My brother shakes his head, cursing under his breath, still in his hospital attire.
He should be at treatment right now, not here mourning over me.
“My Luna, Are you okay?” Gabriel hums a noise into my cheek. Herold has walked off at last, leaving us together, alone. “I’ve never seen you get so upset over something like this before. Last time you were so passionate about an argument, it was over my phone records.”
I furrow my brow. “I guess I don’t have it in me for any petty squabbles,” I sigh, watching my brother break at my casket. “There are more horrible problems in the world.”
“That makes me happy to hear.”
The breath catches in my lungs at once, seeing my brother start to heave uncontrollably. His breathing problems have worsened through the years and his asthma has made him poorly.

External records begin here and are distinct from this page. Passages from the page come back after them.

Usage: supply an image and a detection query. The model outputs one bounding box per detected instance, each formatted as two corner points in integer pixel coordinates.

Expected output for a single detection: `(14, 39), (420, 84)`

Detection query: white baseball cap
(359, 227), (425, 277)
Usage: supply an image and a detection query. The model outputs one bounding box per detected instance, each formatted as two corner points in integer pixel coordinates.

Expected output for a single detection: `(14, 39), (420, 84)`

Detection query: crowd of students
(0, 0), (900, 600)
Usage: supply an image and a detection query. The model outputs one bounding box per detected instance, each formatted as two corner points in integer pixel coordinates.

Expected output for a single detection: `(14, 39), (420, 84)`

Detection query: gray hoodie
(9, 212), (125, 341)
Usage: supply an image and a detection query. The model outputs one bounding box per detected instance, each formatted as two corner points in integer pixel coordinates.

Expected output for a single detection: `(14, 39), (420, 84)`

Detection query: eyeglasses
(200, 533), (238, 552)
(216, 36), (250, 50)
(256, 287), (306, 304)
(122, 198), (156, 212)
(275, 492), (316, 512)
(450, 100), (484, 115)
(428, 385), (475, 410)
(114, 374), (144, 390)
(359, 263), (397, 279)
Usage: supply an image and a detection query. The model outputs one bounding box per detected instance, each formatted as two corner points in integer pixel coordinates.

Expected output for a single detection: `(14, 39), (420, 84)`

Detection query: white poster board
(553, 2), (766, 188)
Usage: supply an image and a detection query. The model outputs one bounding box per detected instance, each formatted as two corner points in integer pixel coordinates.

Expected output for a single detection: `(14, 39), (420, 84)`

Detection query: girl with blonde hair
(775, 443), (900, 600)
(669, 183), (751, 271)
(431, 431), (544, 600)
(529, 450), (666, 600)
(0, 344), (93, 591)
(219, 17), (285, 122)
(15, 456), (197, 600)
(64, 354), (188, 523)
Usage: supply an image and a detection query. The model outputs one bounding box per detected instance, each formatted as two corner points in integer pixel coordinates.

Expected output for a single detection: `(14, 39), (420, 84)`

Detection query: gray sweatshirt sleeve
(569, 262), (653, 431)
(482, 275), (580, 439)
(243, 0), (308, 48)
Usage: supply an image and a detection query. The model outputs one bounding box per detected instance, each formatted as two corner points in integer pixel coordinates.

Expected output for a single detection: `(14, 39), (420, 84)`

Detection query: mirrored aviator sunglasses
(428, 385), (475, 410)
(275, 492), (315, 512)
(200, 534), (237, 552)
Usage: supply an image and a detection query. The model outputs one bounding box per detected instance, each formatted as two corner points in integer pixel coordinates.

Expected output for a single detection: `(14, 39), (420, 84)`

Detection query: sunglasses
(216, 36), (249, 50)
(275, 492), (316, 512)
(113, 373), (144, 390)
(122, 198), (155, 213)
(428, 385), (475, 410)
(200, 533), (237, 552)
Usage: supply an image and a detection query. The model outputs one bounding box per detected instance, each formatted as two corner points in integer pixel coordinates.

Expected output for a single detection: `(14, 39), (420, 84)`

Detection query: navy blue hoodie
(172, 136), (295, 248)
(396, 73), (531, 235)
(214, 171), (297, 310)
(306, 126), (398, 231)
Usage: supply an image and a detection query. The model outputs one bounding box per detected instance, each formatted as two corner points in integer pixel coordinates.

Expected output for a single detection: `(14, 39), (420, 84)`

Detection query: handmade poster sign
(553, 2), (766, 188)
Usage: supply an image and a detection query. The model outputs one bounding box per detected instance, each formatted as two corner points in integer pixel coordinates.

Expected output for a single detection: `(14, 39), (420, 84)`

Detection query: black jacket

It does so now, forcing him to turn, as though to leave, his hand clutching for his jean pockets under the gown.
He falls to his knees before he can leave and I rip myself from Gabriel, pulling free of his grasp on my hand that begs for me to stay at his side. The entire funeral watches now as Reese heaves for air, his eyes pale and colorless.
I reach into his front pocket, finding his inhaler. He grabs my hand, placing his palm over mind as I bring the device to his blue lips, watching my brother struggle until he finally gasps a breath inward, breathing fully within a few minutes.
He looks toward me with such compassion, I can’t help but weep at the ailing state of my brother. He hasn’t gotten any better since I’ve died and I’ll be damned if I allow him to grow worse in the mourning of my death.
That doesn’t seem to be my only issue now.
I sit back onto the floor, brushing my hair aside while I catch my own breath. if I hadn’t been here, my brother would have likely passed out, or worse. I can’t stand the thought of my brother meeting my fate. Worse than that, when I look up toward the crowded room, I notice every set of eyes have fallen onto me now.
Trying to collect myself, I stand, helping Reese do so as well. Even my own brother is perplexed by my actions and I realize now what my mistake has been. I shouldn’t have known exactly what to do, what medication he has and where to find it, and when I gave it to him so consciously, I reviled a little too much.
Herold stares at me now, standing beside the woman he chose over me, his eyes a bright crimson hue of his wolf’s making.